Peter Berresford Ellis reviews The Real Chief: Liam Lynch, Meda Ryan, Mercier Press, (new edition, 2005), ISBN 1-85635-460-1, €15.95 pbk
LIAM LYNCH (1893-1923) from Co. Limerick, has been much overlooked by modern Irish historians and, even when noticed, he has been often scathingly dismissed as merely a `gunman'. Among republican historiographers, he has been eclipsed by the exploits of Tom Barry or Ernie O'Malley.
But Lynch, as commander of Cork No 2 Brigade, was one of the farsighted guerrilla leaders whose activities in the south-west of Ireland during the War of Independence were to force England to the negotiating table.
He is perhaps best remembered for his capture of Brigadier C.H.T. Lucas, commanding the 16th Infantry Brigade at Fermoy, and two of his colonels. The professionalism of that exploit and the courtesy with which he treated his prisoners earned praise from no less a person than General Lucas himself. The general's troops, however, ran amok in the area, destroying property and injuring innocent bystanders when news of the brigadier's capture reached them.
Lynch stood firmly for the republic. His most famous quote was: "We have declared for an Irish Republic, and will not live under any other law". Florence O'Donoghue used that for the title of his study of Lynch and the period No Other Law (1954) which remained the only work fully acknowledging Lynch until Dr Ryan.
As the country moved towards civil war in 1922, the majority of the former republican forces elected Lynch as Chief of Staff of the republican forces at a Dublin convention. When the `Provisional Government' with borrowed British artillery, opened fire on the republican positions in Dublin, and the civil war became a fact, Lynch assumed command of his old division, the 1st Southern Division.
As the new government was able to recruit and arm, not from their old comrades in the republican forces, but from the disbanded Irish regiments of the British army, it soon became clear that the republican forces, initially outnumbering the Provisional government forces, were themselves outnumbered and outgunned.

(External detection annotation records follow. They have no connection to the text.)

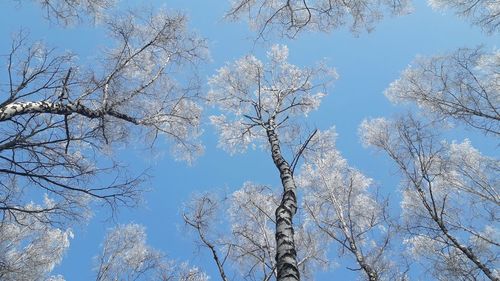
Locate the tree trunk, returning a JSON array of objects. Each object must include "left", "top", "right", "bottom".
[{"left": 266, "top": 119, "right": 300, "bottom": 281}]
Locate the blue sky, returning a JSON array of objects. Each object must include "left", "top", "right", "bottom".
[{"left": 0, "top": 0, "right": 500, "bottom": 281}]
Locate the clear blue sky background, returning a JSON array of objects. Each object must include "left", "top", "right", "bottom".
[{"left": 0, "top": 0, "right": 500, "bottom": 281}]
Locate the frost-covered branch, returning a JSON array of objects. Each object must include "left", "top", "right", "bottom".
[
  {"left": 385, "top": 48, "right": 500, "bottom": 136},
  {"left": 428, "top": 0, "right": 500, "bottom": 34},
  {"left": 0, "top": 8, "right": 205, "bottom": 223},
  {"left": 360, "top": 116, "right": 500, "bottom": 280},
  {"left": 95, "top": 224, "right": 208, "bottom": 281},
  {"left": 227, "top": 0, "right": 410, "bottom": 38}
]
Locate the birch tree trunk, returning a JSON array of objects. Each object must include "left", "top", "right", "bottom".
[{"left": 266, "top": 119, "right": 300, "bottom": 281}]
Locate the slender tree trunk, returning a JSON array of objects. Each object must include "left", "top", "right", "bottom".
[{"left": 266, "top": 119, "right": 300, "bottom": 281}]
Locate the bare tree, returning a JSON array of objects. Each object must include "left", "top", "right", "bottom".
[
  {"left": 208, "top": 45, "right": 335, "bottom": 280},
  {"left": 184, "top": 182, "right": 328, "bottom": 280},
  {"left": 14, "top": 0, "right": 118, "bottom": 25},
  {"left": 0, "top": 206, "right": 73, "bottom": 281},
  {"left": 428, "top": 0, "right": 500, "bottom": 34},
  {"left": 227, "top": 0, "right": 410, "bottom": 38},
  {"left": 360, "top": 116, "right": 500, "bottom": 280},
  {"left": 385, "top": 48, "right": 500, "bottom": 136},
  {"left": 96, "top": 224, "right": 208, "bottom": 281},
  {"left": 298, "top": 129, "right": 402, "bottom": 281},
  {"left": 0, "top": 8, "right": 205, "bottom": 225}
]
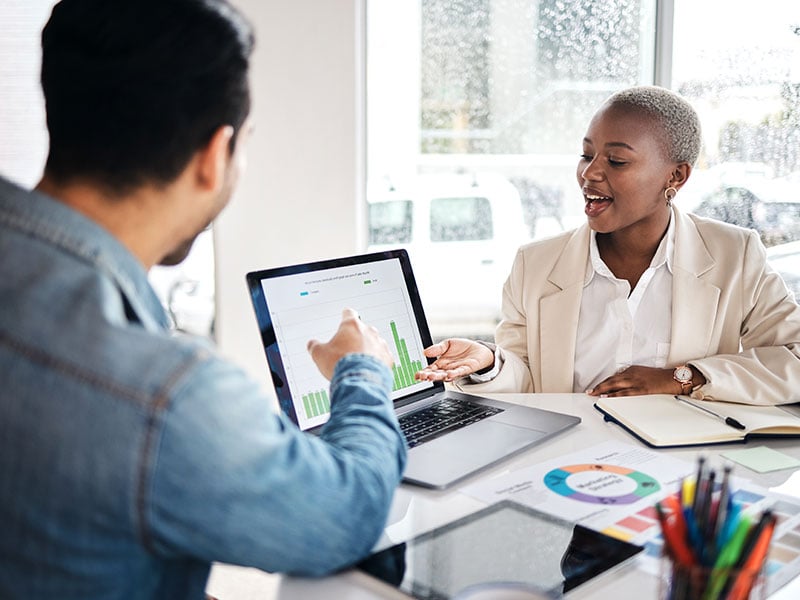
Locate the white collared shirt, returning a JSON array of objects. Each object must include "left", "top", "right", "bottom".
[{"left": 572, "top": 217, "right": 675, "bottom": 392}]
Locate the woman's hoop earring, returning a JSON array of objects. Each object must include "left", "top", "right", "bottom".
[{"left": 664, "top": 186, "right": 678, "bottom": 207}]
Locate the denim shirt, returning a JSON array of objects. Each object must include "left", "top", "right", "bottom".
[{"left": 0, "top": 179, "right": 406, "bottom": 600}]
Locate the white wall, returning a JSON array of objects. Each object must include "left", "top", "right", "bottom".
[{"left": 215, "top": 0, "right": 366, "bottom": 386}]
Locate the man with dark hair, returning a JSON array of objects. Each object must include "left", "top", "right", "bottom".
[{"left": 0, "top": 0, "right": 405, "bottom": 600}]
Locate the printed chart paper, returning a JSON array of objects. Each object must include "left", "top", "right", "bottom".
[{"left": 461, "top": 442, "right": 800, "bottom": 594}]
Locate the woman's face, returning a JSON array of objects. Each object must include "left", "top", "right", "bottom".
[{"left": 577, "top": 106, "right": 677, "bottom": 235}]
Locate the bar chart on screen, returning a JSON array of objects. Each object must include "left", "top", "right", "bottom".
[{"left": 265, "top": 255, "right": 430, "bottom": 426}]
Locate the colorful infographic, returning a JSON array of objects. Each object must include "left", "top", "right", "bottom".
[{"left": 544, "top": 464, "right": 661, "bottom": 504}]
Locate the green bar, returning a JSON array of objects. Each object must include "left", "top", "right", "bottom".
[
  {"left": 400, "top": 339, "right": 414, "bottom": 387},
  {"left": 389, "top": 321, "right": 408, "bottom": 389},
  {"left": 392, "top": 365, "right": 403, "bottom": 391}
]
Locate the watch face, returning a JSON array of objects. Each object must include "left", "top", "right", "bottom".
[{"left": 675, "top": 367, "right": 692, "bottom": 383}]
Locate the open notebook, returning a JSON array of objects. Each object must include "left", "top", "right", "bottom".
[{"left": 594, "top": 394, "right": 800, "bottom": 448}]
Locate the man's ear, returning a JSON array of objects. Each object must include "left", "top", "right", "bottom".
[
  {"left": 669, "top": 163, "right": 692, "bottom": 190},
  {"left": 195, "top": 125, "right": 233, "bottom": 191}
]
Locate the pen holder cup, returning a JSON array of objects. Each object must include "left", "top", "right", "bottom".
[{"left": 658, "top": 557, "right": 767, "bottom": 600}]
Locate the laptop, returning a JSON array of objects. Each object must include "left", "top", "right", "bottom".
[{"left": 247, "top": 249, "right": 580, "bottom": 489}]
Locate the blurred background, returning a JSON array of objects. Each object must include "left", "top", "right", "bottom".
[{"left": 0, "top": 0, "right": 800, "bottom": 375}]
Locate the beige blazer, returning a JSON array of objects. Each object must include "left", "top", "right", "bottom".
[{"left": 456, "top": 209, "right": 800, "bottom": 404}]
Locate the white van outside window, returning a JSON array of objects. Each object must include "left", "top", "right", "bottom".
[{"left": 367, "top": 173, "right": 529, "bottom": 340}]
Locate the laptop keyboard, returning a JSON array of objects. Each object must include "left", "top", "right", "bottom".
[{"left": 399, "top": 398, "right": 503, "bottom": 448}]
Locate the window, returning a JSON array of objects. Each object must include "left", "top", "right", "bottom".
[
  {"left": 369, "top": 200, "right": 413, "bottom": 244},
  {"left": 431, "top": 198, "right": 494, "bottom": 242},
  {"left": 367, "top": 0, "right": 800, "bottom": 338}
]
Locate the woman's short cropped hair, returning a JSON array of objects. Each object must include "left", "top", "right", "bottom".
[{"left": 606, "top": 86, "right": 702, "bottom": 166}]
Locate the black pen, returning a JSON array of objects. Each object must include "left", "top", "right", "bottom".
[{"left": 675, "top": 396, "right": 747, "bottom": 431}]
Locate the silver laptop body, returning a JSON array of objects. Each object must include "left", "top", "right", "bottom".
[{"left": 247, "top": 250, "right": 580, "bottom": 489}]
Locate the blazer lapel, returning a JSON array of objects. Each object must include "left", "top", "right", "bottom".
[
  {"left": 537, "top": 225, "right": 590, "bottom": 392},
  {"left": 668, "top": 209, "right": 720, "bottom": 365}
]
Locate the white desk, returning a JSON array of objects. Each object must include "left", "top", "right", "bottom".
[{"left": 207, "top": 394, "right": 800, "bottom": 600}]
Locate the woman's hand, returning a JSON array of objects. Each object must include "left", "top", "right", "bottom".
[
  {"left": 586, "top": 365, "right": 682, "bottom": 396},
  {"left": 415, "top": 338, "right": 494, "bottom": 381}
]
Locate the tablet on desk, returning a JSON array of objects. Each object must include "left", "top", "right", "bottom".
[{"left": 358, "top": 500, "right": 643, "bottom": 600}]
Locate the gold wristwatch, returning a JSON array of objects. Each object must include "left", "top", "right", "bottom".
[{"left": 672, "top": 365, "right": 694, "bottom": 395}]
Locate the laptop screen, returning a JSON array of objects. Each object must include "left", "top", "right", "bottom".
[{"left": 247, "top": 250, "right": 435, "bottom": 430}]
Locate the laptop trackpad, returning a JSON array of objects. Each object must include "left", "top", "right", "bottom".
[{"left": 404, "top": 420, "right": 546, "bottom": 488}]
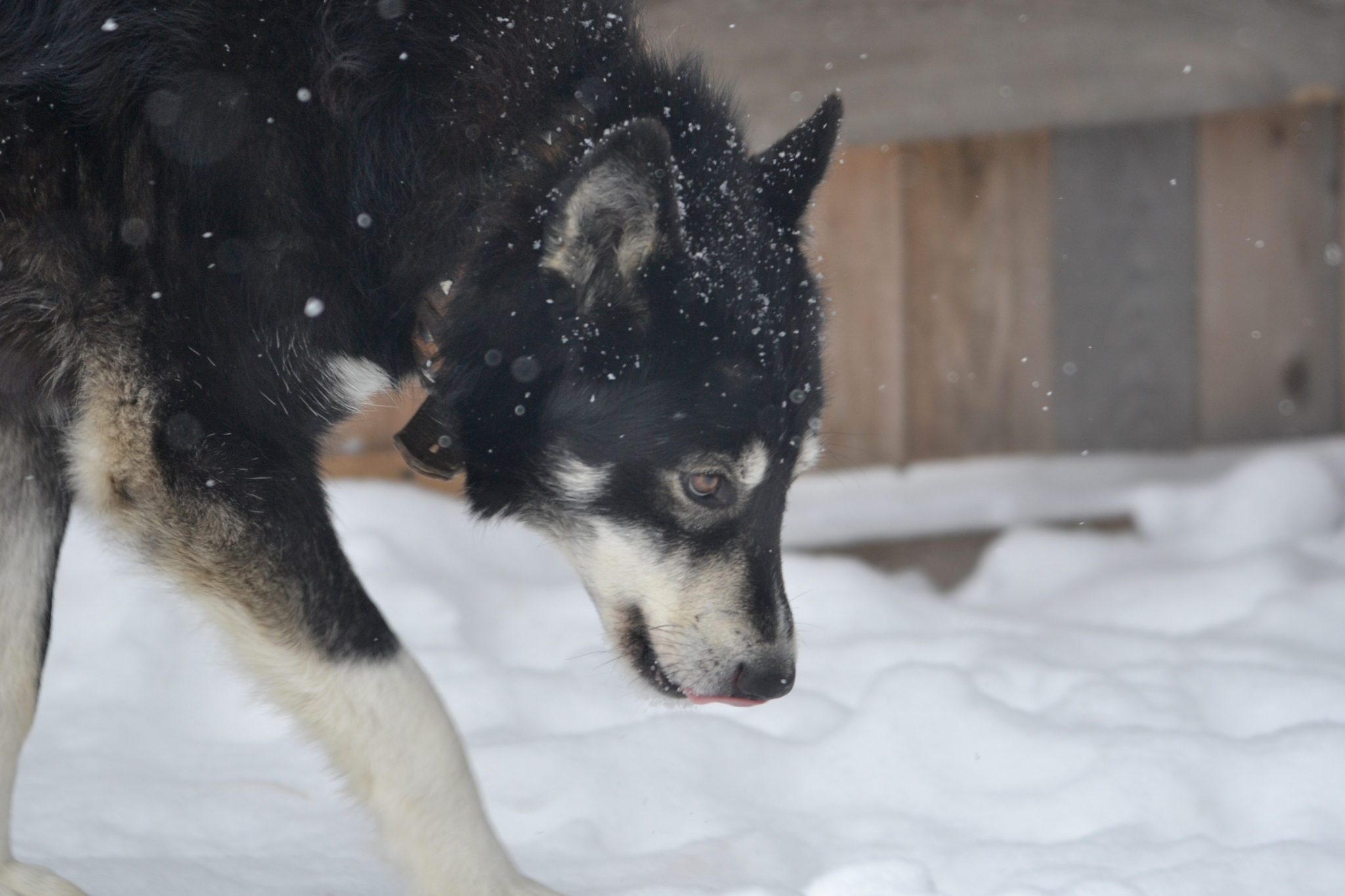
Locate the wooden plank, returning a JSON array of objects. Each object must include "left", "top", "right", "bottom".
[
  {"left": 642, "top": 0, "right": 1345, "bottom": 146},
  {"left": 1052, "top": 118, "right": 1196, "bottom": 452},
  {"left": 901, "top": 132, "right": 1055, "bottom": 459},
  {"left": 810, "top": 145, "right": 905, "bottom": 466},
  {"left": 1197, "top": 105, "right": 1341, "bottom": 442}
]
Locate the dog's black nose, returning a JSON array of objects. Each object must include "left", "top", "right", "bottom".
[{"left": 730, "top": 660, "right": 793, "bottom": 700}]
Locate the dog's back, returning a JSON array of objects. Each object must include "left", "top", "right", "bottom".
[{"left": 0, "top": 0, "right": 839, "bottom": 896}]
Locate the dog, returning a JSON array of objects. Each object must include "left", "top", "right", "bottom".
[{"left": 0, "top": 0, "right": 841, "bottom": 896}]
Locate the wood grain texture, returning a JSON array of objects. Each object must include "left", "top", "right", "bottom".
[
  {"left": 1052, "top": 119, "right": 1196, "bottom": 452},
  {"left": 642, "top": 0, "right": 1345, "bottom": 146},
  {"left": 1197, "top": 105, "right": 1341, "bottom": 442},
  {"left": 810, "top": 145, "right": 906, "bottom": 466},
  {"left": 901, "top": 132, "right": 1055, "bottom": 459}
]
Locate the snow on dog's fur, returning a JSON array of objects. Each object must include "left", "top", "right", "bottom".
[{"left": 0, "top": 0, "right": 839, "bottom": 896}]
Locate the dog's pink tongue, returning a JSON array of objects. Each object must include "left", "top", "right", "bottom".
[{"left": 683, "top": 691, "right": 765, "bottom": 706}]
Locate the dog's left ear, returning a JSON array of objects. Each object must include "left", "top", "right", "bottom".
[
  {"left": 393, "top": 393, "right": 463, "bottom": 480},
  {"left": 540, "top": 118, "right": 680, "bottom": 314},
  {"left": 752, "top": 94, "right": 841, "bottom": 227}
]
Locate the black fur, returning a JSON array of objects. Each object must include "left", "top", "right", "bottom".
[{"left": 0, "top": 0, "right": 839, "bottom": 669}]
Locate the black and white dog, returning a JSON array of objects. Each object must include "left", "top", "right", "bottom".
[{"left": 0, "top": 0, "right": 841, "bottom": 896}]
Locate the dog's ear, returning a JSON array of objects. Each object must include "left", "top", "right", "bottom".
[
  {"left": 752, "top": 94, "right": 841, "bottom": 227},
  {"left": 540, "top": 118, "right": 680, "bottom": 314},
  {"left": 393, "top": 393, "right": 464, "bottom": 480}
]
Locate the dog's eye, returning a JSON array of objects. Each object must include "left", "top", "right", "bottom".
[{"left": 686, "top": 473, "right": 724, "bottom": 498}]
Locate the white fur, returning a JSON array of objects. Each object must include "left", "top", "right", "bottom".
[
  {"left": 0, "top": 470, "right": 83, "bottom": 896},
  {"left": 327, "top": 354, "right": 393, "bottom": 411},
  {"left": 556, "top": 517, "right": 784, "bottom": 693},
  {"left": 553, "top": 454, "right": 611, "bottom": 503},
  {"left": 542, "top": 158, "right": 659, "bottom": 294},
  {"left": 196, "top": 601, "right": 556, "bottom": 896},
  {"left": 734, "top": 439, "right": 771, "bottom": 492}
]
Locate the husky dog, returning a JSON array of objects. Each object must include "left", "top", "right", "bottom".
[{"left": 0, "top": 0, "right": 841, "bottom": 896}]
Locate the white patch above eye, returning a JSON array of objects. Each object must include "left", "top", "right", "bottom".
[
  {"left": 553, "top": 454, "right": 611, "bottom": 503},
  {"left": 327, "top": 354, "right": 393, "bottom": 411},
  {"left": 736, "top": 440, "right": 771, "bottom": 489},
  {"left": 793, "top": 430, "right": 823, "bottom": 477}
]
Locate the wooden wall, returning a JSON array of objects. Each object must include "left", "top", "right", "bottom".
[
  {"left": 812, "top": 104, "right": 1345, "bottom": 465},
  {"left": 326, "top": 104, "right": 1345, "bottom": 480}
]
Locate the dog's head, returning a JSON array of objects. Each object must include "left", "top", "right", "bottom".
[{"left": 401, "top": 96, "right": 841, "bottom": 702}]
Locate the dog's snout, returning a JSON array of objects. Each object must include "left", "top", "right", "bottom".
[{"left": 732, "top": 660, "right": 793, "bottom": 700}]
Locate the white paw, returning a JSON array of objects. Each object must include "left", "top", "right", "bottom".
[{"left": 0, "top": 863, "right": 86, "bottom": 896}]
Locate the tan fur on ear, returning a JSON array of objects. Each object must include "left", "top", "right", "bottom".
[{"left": 542, "top": 156, "right": 659, "bottom": 298}]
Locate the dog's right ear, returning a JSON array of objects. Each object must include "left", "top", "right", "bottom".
[
  {"left": 393, "top": 393, "right": 464, "bottom": 480},
  {"left": 540, "top": 118, "right": 680, "bottom": 314}
]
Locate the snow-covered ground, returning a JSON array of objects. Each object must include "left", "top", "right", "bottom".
[{"left": 15, "top": 442, "right": 1345, "bottom": 896}]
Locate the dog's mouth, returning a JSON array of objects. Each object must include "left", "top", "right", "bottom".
[
  {"left": 624, "top": 607, "right": 765, "bottom": 706},
  {"left": 623, "top": 618, "right": 688, "bottom": 700}
]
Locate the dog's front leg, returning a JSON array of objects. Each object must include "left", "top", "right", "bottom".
[
  {"left": 72, "top": 363, "right": 552, "bottom": 896},
  {"left": 227, "top": 619, "right": 554, "bottom": 896}
]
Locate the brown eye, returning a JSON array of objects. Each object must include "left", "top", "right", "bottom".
[{"left": 686, "top": 473, "right": 724, "bottom": 498}]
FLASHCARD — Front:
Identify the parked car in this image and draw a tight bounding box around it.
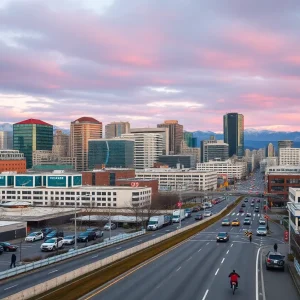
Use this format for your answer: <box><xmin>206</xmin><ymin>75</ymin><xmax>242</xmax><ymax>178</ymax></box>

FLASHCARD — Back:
<box><xmin>86</xmin><ymin>227</ymin><xmax>104</xmax><ymax>238</ymax></box>
<box><xmin>77</xmin><ymin>231</ymin><xmax>97</xmax><ymax>242</ymax></box>
<box><xmin>265</xmin><ymin>251</ymin><xmax>285</xmax><ymax>271</ymax></box>
<box><xmin>104</xmin><ymin>223</ymin><xmax>117</xmax><ymax>230</ymax></box>
<box><xmin>63</xmin><ymin>235</ymin><xmax>75</xmax><ymax>245</ymax></box>
<box><xmin>25</xmin><ymin>231</ymin><xmax>44</xmax><ymax>242</ymax></box>
<box><xmin>195</xmin><ymin>214</ymin><xmax>203</xmax><ymax>221</ymax></box>
<box><xmin>217</xmin><ymin>232</ymin><xmax>229</xmax><ymax>242</ymax></box>
<box><xmin>0</xmin><ymin>242</ymin><xmax>18</xmax><ymax>252</ymax></box>
<box><xmin>45</xmin><ymin>230</ymin><xmax>64</xmax><ymax>240</ymax></box>
<box><xmin>41</xmin><ymin>237</ymin><xmax>64</xmax><ymax>251</ymax></box>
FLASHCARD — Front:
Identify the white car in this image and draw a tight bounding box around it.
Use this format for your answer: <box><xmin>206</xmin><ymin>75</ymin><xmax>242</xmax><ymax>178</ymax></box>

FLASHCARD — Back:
<box><xmin>25</xmin><ymin>231</ymin><xmax>44</xmax><ymax>242</ymax></box>
<box><xmin>203</xmin><ymin>211</ymin><xmax>212</xmax><ymax>217</ymax></box>
<box><xmin>41</xmin><ymin>238</ymin><xmax>64</xmax><ymax>251</ymax></box>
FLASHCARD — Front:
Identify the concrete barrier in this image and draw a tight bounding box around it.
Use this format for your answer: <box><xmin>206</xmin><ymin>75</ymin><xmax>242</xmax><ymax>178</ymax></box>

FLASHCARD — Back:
<box><xmin>4</xmin><ymin>203</ymin><xmax>234</xmax><ymax>300</ymax></box>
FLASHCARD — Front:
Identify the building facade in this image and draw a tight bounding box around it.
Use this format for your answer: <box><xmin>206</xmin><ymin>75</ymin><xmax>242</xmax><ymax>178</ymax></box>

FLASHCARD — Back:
<box><xmin>279</xmin><ymin>148</ymin><xmax>300</xmax><ymax>166</ymax></box>
<box><xmin>0</xmin><ymin>150</ymin><xmax>26</xmax><ymax>173</ymax></box>
<box><xmin>157</xmin><ymin>120</ymin><xmax>183</xmax><ymax>154</ymax></box>
<box><xmin>223</xmin><ymin>113</ymin><xmax>244</xmax><ymax>157</ymax></box>
<box><xmin>105</xmin><ymin>122</ymin><xmax>130</xmax><ymax>139</ymax></box>
<box><xmin>88</xmin><ymin>138</ymin><xmax>135</xmax><ymax>170</ymax></box>
<box><xmin>197</xmin><ymin>160</ymin><xmax>247</xmax><ymax>179</ymax></box>
<box><xmin>70</xmin><ymin>117</ymin><xmax>102</xmax><ymax>171</ymax></box>
<box><xmin>130</xmin><ymin>127</ymin><xmax>170</xmax><ymax>155</ymax></box>
<box><xmin>13</xmin><ymin>119</ymin><xmax>53</xmax><ymax>169</ymax></box>
<box><xmin>136</xmin><ymin>168</ymin><xmax>218</xmax><ymax>191</ymax></box>
<box><xmin>122</xmin><ymin>133</ymin><xmax>163</xmax><ymax>169</ymax></box>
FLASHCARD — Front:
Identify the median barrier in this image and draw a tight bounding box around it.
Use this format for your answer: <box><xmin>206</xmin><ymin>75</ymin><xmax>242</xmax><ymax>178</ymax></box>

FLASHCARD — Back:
<box><xmin>4</xmin><ymin>197</ymin><xmax>242</xmax><ymax>300</ymax></box>
<box><xmin>0</xmin><ymin>230</ymin><xmax>146</xmax><ymax>280</ymax></box>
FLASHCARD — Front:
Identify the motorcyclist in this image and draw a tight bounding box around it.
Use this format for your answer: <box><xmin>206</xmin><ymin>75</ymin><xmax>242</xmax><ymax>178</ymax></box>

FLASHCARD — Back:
<box><xmin>228</xmin><ymin>270</ymin><xmax>240</xmax><ymax>288</ymax></box>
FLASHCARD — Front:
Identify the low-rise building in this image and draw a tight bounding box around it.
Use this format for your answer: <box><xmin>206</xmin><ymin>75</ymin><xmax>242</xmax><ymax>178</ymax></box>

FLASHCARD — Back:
<box><xmin>197</xmin><ymin>160</ymin><xmax>247</xmax><ymax>179</ymax></box>
<box><xmin>136</xmin><ymin>168</ymin><xmax>218</xmax><ymax>191</ymax></box>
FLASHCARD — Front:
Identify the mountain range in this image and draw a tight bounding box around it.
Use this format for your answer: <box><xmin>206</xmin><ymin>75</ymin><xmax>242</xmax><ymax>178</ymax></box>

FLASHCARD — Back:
<box><xmin>0</xmin><ymin>123</ymin><xmax>300</xmax><ymax>150</ymax></box>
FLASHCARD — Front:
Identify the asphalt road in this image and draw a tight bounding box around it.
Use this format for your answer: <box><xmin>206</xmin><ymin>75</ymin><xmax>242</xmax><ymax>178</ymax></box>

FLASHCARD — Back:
<box><xmin>0</xmin><ymin>197</ymin><xmax>235</xmax><ymax>298</ymax></box>
<box><xmin>82</xmin><ymin>185</ymin><xmax>299</xmax><ymax>300</ymax></box>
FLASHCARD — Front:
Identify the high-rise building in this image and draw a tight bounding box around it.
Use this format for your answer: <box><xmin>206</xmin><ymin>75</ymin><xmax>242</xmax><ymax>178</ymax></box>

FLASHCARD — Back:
<box><xmin>157</xmin><ymin>120</ymin><xmax>183</xmax><ymax>154</ymax></box>
<box><xmin>130</xmin><ymin>128</ymin><xmax>170</xmax><ymax>155</ymax></box>
<box><xmin>266</xmin><ymin>143</ymin><xmax>275</xmax><ymax>157</ymax></box>
<box><xmin>52</xmin><ymin>130</ymin><xmax>70</xmax><ymax>157</ymax></box>
<box><xmin>122</xmin><ymin>133</ymin><xmax>163</xmax><ymax>169</ymax></box>
<box><xmin>13</xmin><ymin>119</ymin><xmax>53</xmax><ymax>169</ymax></box>
<box><xmin>201</xmin><ymin>136</ymin><xmax>229</xmax><ymax>162</ymax></box>
<box><xmin>88</xmin><ymin>138</ymin><xmax>134</xmax><ymax>170</ymax></box>
<box><xmin>223</xmin><ymin>113</ymin><xmax>244</xmax><ymax>157</ymax></box>
<box><xmin>70</xmin><ymin>117</ymin><xmax>102</xmax><ymax>171</ymax></box>
<box><xmin>105</xmin><ymin>122</ymin><xmax>130</xmax><ymax>139</ymax></box>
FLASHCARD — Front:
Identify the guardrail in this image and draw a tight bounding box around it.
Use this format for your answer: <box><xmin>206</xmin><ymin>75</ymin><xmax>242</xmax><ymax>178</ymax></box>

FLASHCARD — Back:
<box><xmin>294</xmin><ymin>258</ymin><xmax>300</xmax><ymax>276</ymax></box>
<box><xmin>0</xmin><ymin>230</ymin><xmax>146</xmax><ymax>280</ymax></box>
<box><xmin>4</xmin><ymin>206</ymin><xmax>232</xmax><ymax>300</ymax></box>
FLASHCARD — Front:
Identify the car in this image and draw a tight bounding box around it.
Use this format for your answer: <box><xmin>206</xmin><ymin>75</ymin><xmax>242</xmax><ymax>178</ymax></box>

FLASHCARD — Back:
<box><xmin>103</xmin><ymin>223</ymin><xmax>117</xmax><ymax>230</ymax></box>
<box><xmin>258</xmin><ymin>219</ymin><xmax>266</xmax><ymax>225</ymax></box>
<box><xmin>195</xmin><ymin>214</ymin><xmax>203</xmax><ymax>221</ymax></box>
<box><xmin>86</xmin><ymin>227</ymin><xmax>104</xmax><ymax>238</ymax></box>
<box><xmin>41</xmin><ymin>237</ymin><xmax>64</xmax><ymax>251</ymax></box>
<box><xmin>222</xmin><ymin>219</ymin><xmax>230</xmax><ymax>226</ymax></box>
<box><xmin>0</xmin><ymin>242</ymin><xmax>18</xmax><ymax>252</ymax></box>
<box><xmin>265</xmin><ymin>251</ymin><xmax>285</xmax><ymax>271</ymax></box>
<box><xmin>231</xmin><ymin>219</ymin><xmax>240</xmax><ymax>226</ymax></box>
<box><xmin>217</xmin><ymin>232</ymin><xmax>229</xmax><ymax>242</ymax></box>
<box><xmin>45</xmin><ymin>230</ymin><xmax>64</xmax><ymax>240</ymax></box>
<box><xmin>243</xmin><ymin>218</ymin><xmax>251</xmax><ymax>225</ymax></box>
<box><xmin>63</xmin><ymin>235</ymin><xmax>75</xmax><ymax>245</ymax></box>
<box><xmin>77</xmin><ymin>231</ymin><xmax>97</xmax><ymax>242</ymax></box>
<box><xmin>256</xmin><ymin>225</ymin><xmax>268</xmax><ymax>235</ymax></box>
<box><xmin>25</xmin><ymin>231</ymin><xmax>44</xmax><ymax>242</ymax></box>
<box><xmin>203</xmin><ymin>210</ymin><xmax>212</xmax><ymax>217</ymax></box>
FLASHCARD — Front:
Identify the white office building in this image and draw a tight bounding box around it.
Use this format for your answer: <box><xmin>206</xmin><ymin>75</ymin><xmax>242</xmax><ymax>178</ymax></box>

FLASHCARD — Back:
<box><xmin>279</xmin><ymin>148</ymin><xmax>300</xmax><ymax>166</ymax></box>
<box><xmin>197</xmin><ymin>160</ymin><xmax>247</xmax><ymax>179</ymax></box>
<box><xmin>122</xmin><ymin>133</ymin><xmax>163</xmax><ymax>169</ymax></box>
<box><xmin>136</xmin><ymin>168</ymin><xmax>218</xmax><ymax>191</ymax></box>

As the pro-Treaty forces moved into Cork, Lynch ordered his field army to split into small irregular units or flying columns.
But the forces of the `Provisional Government' were unstoppable.
Meda Ryan's biography, with the aid of Lynch's personal letters and other documents, traces the life of one of Ireland's most devoted sons who put in abeyance his own life - he was engaged to be married and had it postponed until an end of the hostilities - to serve the country.
The author shows that Lynch was not the narrow fanatic that he has been painted by some modern commentators but that he initially sought to avoid a civil war. At the same time he was unwavering in his effort to achieve a thirty-two country republic rather than a broken, partitioned land which, he well knew, would only lead to future bloodshed through subsequent generations until the country was eventually reunified and independent.
He gave his life in that cause in April, 1923, when forces of the 'Provisional Government' shot him dead as he made his way to a meeting of the Republican executive at which a discussion to the end of the war was scheduled.
This is an essential book, one they clears up the speculation whether Lynch was assassinated by fellow republicans who wanted to surrender to the 'Provisional Government' or whether he was shot after being taken prisoner. Meda Ryan examines and presents the evidence, which should finally end such speculation.
Once again, Meda Ryan, as in her book on Tom Barry, has done a great service and secured her reputation as one of the most important historians of the turbulent years of 1916-23. She has demonstrated that there is still much we have to learn about this crucial period in Irish history.